Yes, we know we said we might talk about Glass-Steagall today. The key word there was “might.” What happens quite often, especially if blog posting is pretty far down on your list of priorities, is that sometimes you just happen to get a ripping good idea . . . or at least one easier to rip out when other work is starting to pile up.
In any event, we’re still going to talk about a touchy subject today: money (what a surprise!). All — or nearly all — of economics and finance today takes one thing for granted. That is, money and credit is a scarce commodity in the economic sense; regardless how much money and credit existed yesterday, or will exist tomorrow, there exists a finite amount at this particular point in time.
That is (sort of) correct . . . although we’ll find out that it also is, in a sense, completely wrong.
Yes, if you pick any point in time, there is a fixed amount of every thing for the simple reason that you fixed a point in time, and everything is stopped at that moment. That is why the economists say that in economic terms, every thing is scarce.
We separated “every” and “thing” for a reason: it means every thing. If it’s not a “thing,” then it’s not scarce in the economic sense, is it? And money and credit is not a thing. It’s a way of measuring value.
Perhaps an illustration will help. Suppose you’re barreling down the highway at 60 mph. At precisely 10:00 am, how fast are you traveling?
|The Mighty Thunderbolt Grease-Slapper|
An interesting point, that. Speed — how fast you are traveling — is measured in miles per hour. A single point in time has no duration, so there is nothing to measure. It’s not that you’ve stopped moving. It’s that any answer is meaningless; there is no “per” in the figure. You have to have something to measure before you can measure it. You can’t answer how many miles per hour or anything else when there is no time unit.
Now change the question to, how fast are you traveling from 10:00 am to 10:01 am? In one minute you cover a mile, so you’re going a mile per minute, which is equal to 60 miles per hour.
The question gets easier with economic scarcity, because there is something to measure, i.e., how much of X is there at this point? Rephrasing our question in terms of economic scarcity, we can ask, how many miles have we covered since 9:00 am? or, how fast have we been going if we’ve covered 60 miles from 9:00 am to 10:00 am?
At precisely 10:00 am, then, we have accumulated or consumed 60 miles worth of travel, or one hour’s worth of travel time. If you’re getting paid by the mile, you have accumulated a service worth whatever your mileage rate multiplied by sixty equals. If you’re getting paid by the hour, you’ve accumulated a service worth one hourly rate. Your mileage or your time is, in a broad sense, a commodity you’re selling. Your speed? That’s not a commodity, it’s a measure.
|"What do you mean, I've run out of mph?"|
Under the Banking Principle, it’s the same with money and credit. Money and credit is not itself a commodity in fixed supply at any point in time. It’s a measure of value, an abstraction. It measures the value of commodities, but is not itself a commodity. It’s like speed: it’s dollars per thing valued, miles per time unit, feet per long thing being measured.

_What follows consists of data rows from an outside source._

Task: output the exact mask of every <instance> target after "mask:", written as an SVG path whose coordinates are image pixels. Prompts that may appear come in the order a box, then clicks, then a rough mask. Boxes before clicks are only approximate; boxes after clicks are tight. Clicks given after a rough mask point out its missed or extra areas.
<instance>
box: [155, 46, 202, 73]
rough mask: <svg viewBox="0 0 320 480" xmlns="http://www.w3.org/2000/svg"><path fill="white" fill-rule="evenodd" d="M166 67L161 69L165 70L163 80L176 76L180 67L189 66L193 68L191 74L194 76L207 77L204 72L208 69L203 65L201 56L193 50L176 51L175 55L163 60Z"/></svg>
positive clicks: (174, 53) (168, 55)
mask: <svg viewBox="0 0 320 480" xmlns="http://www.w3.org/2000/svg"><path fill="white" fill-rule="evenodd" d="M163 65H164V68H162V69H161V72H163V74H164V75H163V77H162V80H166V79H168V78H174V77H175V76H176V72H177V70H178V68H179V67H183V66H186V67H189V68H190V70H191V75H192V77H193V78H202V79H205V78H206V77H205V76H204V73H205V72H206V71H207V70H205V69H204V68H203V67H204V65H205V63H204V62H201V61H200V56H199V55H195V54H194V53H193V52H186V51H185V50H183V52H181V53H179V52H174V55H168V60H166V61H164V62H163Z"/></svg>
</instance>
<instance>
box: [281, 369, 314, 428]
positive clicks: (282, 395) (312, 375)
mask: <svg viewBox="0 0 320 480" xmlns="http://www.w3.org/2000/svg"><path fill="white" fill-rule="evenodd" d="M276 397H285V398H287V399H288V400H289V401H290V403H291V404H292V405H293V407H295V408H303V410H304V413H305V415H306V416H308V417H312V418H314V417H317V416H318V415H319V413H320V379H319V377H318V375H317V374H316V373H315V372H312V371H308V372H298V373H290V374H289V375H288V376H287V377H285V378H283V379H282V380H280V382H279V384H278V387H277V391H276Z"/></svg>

To say, then, that the amount of money and credit in the economy is fixed, or there is too much or too little money is, from the Banking Principle perspective, meaningless. To say there is not enough money in the economy is the same as saying you only have so many mph to go around. Oh, no! We’ve run out of mph, and we can’t take that drive to visit Grandma!
Sounds stupid, doesn’t it? That’s because it is. We’ll take a look on Monday what happens when people try to manipulate money and credit as if it is a commodity. It’s not pretty.